In that sense, the discussion between Young and his
detractors is truly scientific. And, in that sense, science can resolve it. But
first, a little history.

The
Laws of Sound and Math

While Thomas Edison is credited with inventing both movies and phonographs, the two techniques couldn’t be more different. Movie technology freeze-frames analog continuous-time into discrete, discontinuous snapshots. In film, analog 3D life is compressed into separate analog 2D pictures. Time, on the other hand, is chopped up ( i.e., digitized). Film captures individual photographs (i.e., two-dimensional gray-scale (analog) images spaced a few dozen milliseconds apart).

Contrast
those intermittent photographs with phonographs, in which time is continuous.
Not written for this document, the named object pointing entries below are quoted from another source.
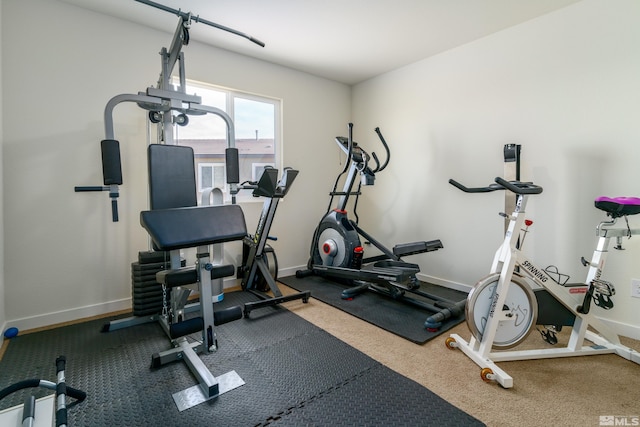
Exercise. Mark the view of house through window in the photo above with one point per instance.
(256, 122)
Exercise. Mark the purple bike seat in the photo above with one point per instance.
(618, 206)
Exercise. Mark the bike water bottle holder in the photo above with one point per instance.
(557, 277)
(602, 293)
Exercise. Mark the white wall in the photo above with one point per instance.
(566, 87)
(2, 299)
(64, 258)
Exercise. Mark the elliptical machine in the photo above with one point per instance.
(338, 254)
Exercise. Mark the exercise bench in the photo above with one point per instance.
(195, 227)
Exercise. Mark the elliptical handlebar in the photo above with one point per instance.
(501, 184)
(386, 148)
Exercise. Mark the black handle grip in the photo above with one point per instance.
(90, 188)
(519, 187)
(114, 210)
(474, 189)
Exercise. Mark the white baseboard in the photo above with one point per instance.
(74, 314)
(54, 318)
(444, 283)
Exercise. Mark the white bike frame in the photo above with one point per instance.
(507, 258)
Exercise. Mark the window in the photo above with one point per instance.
(256, 121)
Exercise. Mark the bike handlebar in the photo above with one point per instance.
(501, 184)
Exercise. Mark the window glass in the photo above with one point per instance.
(256, 125)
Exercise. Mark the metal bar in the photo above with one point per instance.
(185, 15)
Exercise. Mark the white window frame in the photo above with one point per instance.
(246, 162)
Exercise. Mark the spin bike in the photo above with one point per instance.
(337, 252)
(259, 270)
(502, 309)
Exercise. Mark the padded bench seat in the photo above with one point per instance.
(191, 227)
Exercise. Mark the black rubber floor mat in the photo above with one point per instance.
(296, 374)
(391, 315)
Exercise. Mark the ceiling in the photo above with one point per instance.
(348, 41)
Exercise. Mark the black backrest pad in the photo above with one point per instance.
(172, 177)
(195, 226)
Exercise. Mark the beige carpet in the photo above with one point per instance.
(574, 391)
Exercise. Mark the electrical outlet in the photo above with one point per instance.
(635, 288)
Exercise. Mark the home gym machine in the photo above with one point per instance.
(174, 222)
(259, 268)
(54, 405)
(337, 252)
(517, 296)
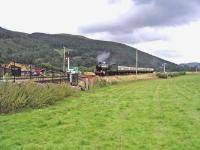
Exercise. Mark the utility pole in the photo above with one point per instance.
(64, 59)
(68, 61)
(136, 61)
(14, 72)
(164, 64)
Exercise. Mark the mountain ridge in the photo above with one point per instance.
(41, 48)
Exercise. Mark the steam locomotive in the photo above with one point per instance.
(103, 69)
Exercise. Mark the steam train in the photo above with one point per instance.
(103, 69)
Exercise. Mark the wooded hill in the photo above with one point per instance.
(47, 50)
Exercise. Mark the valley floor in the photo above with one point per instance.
(153, 114)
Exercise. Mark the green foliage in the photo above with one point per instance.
(169, 74)
(149, 115)
(15, 96)
(39, 48)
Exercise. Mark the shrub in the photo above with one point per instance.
(162, 75)
(15, 96)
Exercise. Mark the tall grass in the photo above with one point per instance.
(15, 96)
(169, 74)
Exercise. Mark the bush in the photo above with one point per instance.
(162, 75)
(15, 96)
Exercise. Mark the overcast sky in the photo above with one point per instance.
(169, 29)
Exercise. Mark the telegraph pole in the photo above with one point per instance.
(68, 61)
(136, 61)
(64, 59)
(164, 64)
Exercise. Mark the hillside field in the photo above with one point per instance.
(154, 114)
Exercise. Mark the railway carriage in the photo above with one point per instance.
(103, 69)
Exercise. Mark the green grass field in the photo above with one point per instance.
(154, 114)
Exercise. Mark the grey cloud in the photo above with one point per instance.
(149, 13)
(167, 53)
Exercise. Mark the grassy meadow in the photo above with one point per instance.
(154, 114)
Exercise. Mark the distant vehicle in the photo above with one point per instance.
(103, 69)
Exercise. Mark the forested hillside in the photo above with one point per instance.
(47, 50)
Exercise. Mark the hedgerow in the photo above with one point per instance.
(17, 96)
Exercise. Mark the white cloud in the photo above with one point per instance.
(182, 40)
(175, 43)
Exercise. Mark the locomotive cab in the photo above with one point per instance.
(101, 68)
Phonographs,
the ancestors of vinyl LPs, originally scratched tiny but continuous sound
vibrations directly, mechanically, onto a cylinder of tin foil, then replayed
them in reverse, with a horn-shaped “loudspeaker” — like the old Victrola
players listened to by dogs in the ads (above the slogan, “His Master’s Voice,”
because dogs actually could recognize people in those recordings). The
cylinders had only one groove, hence they had no stereo and no possible
representation of space. But they recorded enough pure, continuous analog time
to evoke instant recognition, which is the sweet elixir of the nervous system
for humans and animals alike.

During the 20th century, analog sound recording vaulted from foil cylinders to plastic platters, ever larger and spinning ever slower as technology improved, at 78, 45 or ultimately 33 1/3 revolutions per minute (33 1/3, the slowest speed, was called “long-playing,” or LP). At roughly the same time, analog sound transmission wrapped the world in two other ways.
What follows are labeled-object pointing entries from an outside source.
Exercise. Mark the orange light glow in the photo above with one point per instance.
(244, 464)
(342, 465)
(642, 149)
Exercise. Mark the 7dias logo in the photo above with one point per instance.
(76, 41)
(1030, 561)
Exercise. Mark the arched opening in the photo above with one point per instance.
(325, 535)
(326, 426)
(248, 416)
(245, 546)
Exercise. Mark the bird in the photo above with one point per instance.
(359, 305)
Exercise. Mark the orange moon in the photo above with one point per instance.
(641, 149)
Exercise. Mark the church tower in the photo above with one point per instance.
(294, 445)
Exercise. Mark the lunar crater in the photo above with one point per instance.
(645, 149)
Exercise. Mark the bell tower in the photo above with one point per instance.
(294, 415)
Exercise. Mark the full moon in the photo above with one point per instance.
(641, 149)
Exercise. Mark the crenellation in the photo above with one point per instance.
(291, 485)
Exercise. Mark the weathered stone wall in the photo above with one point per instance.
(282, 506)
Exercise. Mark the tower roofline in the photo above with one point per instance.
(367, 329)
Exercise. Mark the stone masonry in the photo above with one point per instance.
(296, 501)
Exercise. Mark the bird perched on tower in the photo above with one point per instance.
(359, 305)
The continuous-wave analog radio (first AM and then FM), invented first by Nikola Tesla and popularized by Guglielmo Marconi, mimicked the abilities and peculiarities of analog recording with its tubes, crystals and resonators. While audio recording moved sound across time, radio moved it across space and could have an enormous impact when blanketing a country. Orson Welles’ voice and genius — on the radio — took less than an hour to convince America we were under Martian attack. Franklin D. Roosevelt and Winston Churchill’s voices, also on radio, inspired citizens in time of war. So did Adolf Hitler’s and Benito Mussolini’s. Broadcast voices move whole peoples.

Analog emotional resonance also worked through phones. The old-school “landline” phones (aka, the plain old telephone service, or POTS), connected two people in real-time through a pair of dedicated, analog copper wires. Those of us who grew up with POTS phones happily spent hours on them because the connection was so good: no dropping, no gargling, no lost words, no weird sounds or silences. Ask anyone who lived that to confirm it. Talking on POTS phones was like having your conversational partner whisper in your ear. 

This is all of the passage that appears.